Allein im letzten Jahr wurde bei 724 von 4.316 genommen Proben russischer Athleten das Mittel nachgewiesen—und dessen Verbot hat in diesem Jahr bereits einigen Sportlern das Bein gestellt. So gab nur wenige Stunden vor der Pressekonferenz von Scharapowa deren Landsfrau Ekaterina Bobrova—Eiskunstlauf-Olympiasiegerin in Sotschi bekannt—dass sie bei den Europameisterschaften in Bratislava durch einen Dopingtest gefallen sei, ebenfalls wegen Meldonium.

„Ich weiß, dass dies Konsequenzen nach sich zieht—ich möchte meine Karriere nicht so beenden und hoffe, dass ich eine zweite Chance bekomme!"

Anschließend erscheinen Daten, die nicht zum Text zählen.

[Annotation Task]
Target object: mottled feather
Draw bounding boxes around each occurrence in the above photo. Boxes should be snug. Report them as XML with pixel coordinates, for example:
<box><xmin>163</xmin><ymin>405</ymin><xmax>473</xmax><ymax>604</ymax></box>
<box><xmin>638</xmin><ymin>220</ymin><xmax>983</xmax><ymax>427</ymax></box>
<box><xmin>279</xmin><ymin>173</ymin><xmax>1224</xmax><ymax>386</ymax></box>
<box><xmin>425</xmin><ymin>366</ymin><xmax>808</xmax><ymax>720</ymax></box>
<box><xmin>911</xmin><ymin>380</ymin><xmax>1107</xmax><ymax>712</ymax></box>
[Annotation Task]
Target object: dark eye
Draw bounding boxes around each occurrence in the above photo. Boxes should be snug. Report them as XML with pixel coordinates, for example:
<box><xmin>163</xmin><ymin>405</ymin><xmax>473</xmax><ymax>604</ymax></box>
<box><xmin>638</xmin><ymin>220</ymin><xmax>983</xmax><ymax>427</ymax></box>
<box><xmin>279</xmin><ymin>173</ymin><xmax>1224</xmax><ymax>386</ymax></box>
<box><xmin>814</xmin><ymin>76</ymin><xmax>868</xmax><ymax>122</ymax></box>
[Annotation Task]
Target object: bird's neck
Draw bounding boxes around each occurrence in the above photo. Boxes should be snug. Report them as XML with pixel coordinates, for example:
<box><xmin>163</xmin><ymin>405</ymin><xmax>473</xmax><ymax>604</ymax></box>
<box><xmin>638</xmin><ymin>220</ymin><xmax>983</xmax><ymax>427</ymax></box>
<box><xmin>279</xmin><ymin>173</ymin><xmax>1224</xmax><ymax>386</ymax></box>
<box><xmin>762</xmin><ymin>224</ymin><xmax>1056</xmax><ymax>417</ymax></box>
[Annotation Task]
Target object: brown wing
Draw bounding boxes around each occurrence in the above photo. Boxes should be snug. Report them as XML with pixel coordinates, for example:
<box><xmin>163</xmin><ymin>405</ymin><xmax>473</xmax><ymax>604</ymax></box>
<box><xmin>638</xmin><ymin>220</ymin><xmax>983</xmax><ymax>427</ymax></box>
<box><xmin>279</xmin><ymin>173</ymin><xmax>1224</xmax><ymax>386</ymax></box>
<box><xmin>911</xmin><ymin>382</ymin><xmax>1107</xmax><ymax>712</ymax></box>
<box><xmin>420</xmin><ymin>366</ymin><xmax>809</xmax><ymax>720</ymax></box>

Scharapowa hatte sich die letzten zehn Jahre häufiger von Verletzungen auf die Tour zurückgekämpft. Da ist es beinahe schon Ironie des Schicksals, dass das Mittel, das ihren Körper vermeintlich über Jahre zusammenhielt, ihr jetzt den größten sportlichen, persönlichen und geschäftlichen Stein in den Lebensweg wirft.

Für den Tennissport ist es ebenfalls ein herber Dämpfer, aber trotzdem befindet sich in der momentanen schwierigen Situation, ähnlich wie beim Wettskandal, eine Chance—die Chance, transparenter zu sein, die Chance, das Dopingsystem genauer zu evaluieren, die Chance, von Grund auf besser zu werden. Die Russin verdient es vermutlich nicht, dass an ihr ein Exempel statuiert wird, aber eine zu milde Strafe wird dem Image des Sports mehr schaden als helfen.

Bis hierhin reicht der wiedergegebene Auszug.